Ibnu Arabi, dalam Futuhat, bab 118, ketika menjelaskan masalah tawakkal berkata: “Tawakkal adalah penyandaran hati kepada Allah Swt tanpa adanya kerisauan tatkala kehilangan asbab duniawi yang dengannya roda kehidupannya berputar. Kalau hatinya risau dan gelisah maka tidak tergolong sebagai mutawakkil (orang yang bertawakkal).” Definisi yang diberikan Syaikh Akbar ini terlihat tatkala menjelaskan mizan sempurna tawakkal dengan merujuk kepada kisah Nabi Ibrahim As tatkala Syaikhul Anbiya ini dilemparkan ke kobaran api Namrud datang tawaran bantuan dari Jibril As: “Alakal Hajat Yaa KhalilaLlah?” (Apakah engkah memiliki hajat, wahai kekasih Allah?” Ibrahim As dengan bersandar kepada Allah Swt berkata: “Ilaika, Laa” (Tidak kepadamu).” Atas alasan ini Allah Swt mendinginkan api tersebut, dingin yang menyelamatkan.
وَ اجْعَلْنِيْ فِيْهِ مِنَ الْفَائِزِيْنَ لَدَيْكَ

“Jadikanlah aku di bulan ini dari golongan orang-orang yang jaya di sisi-Mu.”

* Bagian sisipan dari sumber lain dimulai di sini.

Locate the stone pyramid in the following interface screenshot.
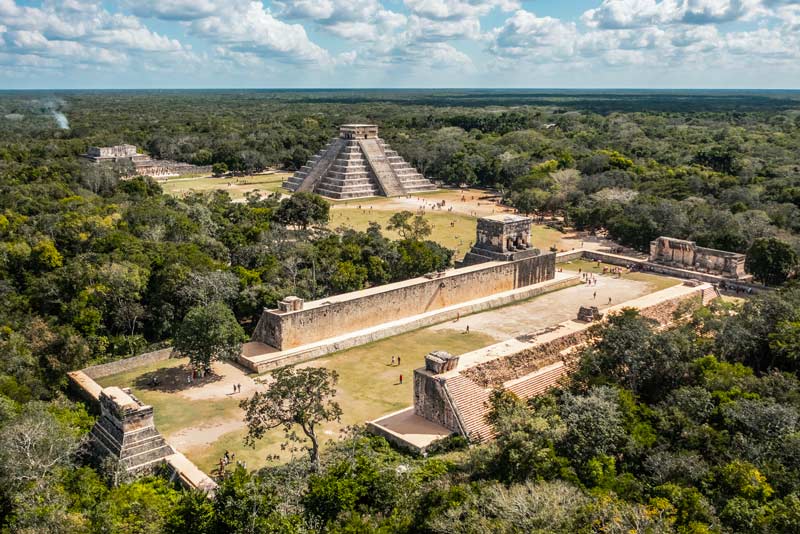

Faiz adalah orang yang telah terpenuhi harapannya. Fauz adalah perjalanan eksistensi manusia dari tingkatan tunas dan penuh cela mencapai tingkatan matang dan sempurna. Manusia dalam tingkatan ini melihat dirinya sukses dan jaya. Kata ini secara leksikal bermakna kemenangan dan kejayaan. Di alam semesta ini masing-masing memandang sesuatu sebagai kesempurnaan dan puncak kebahagiaan lalu menjadikannya sebagai cita dan harapan. Kesejahteraan dan makmur, kekuasaan uang, rumah, mobil dan anak-anak yang sehat, istri yang cantik bagi sebagian orang merupakan punyak kebahagiaan dan kesempurnaan. Sementara al-Qur’an memandang semua ini sebagai perhiasaan dunia. Dalam logika al-Qur’an kesemua ini adalah media dan wasilah untuk mencapai kebahagian ukhrawi dan kehidupan abadi.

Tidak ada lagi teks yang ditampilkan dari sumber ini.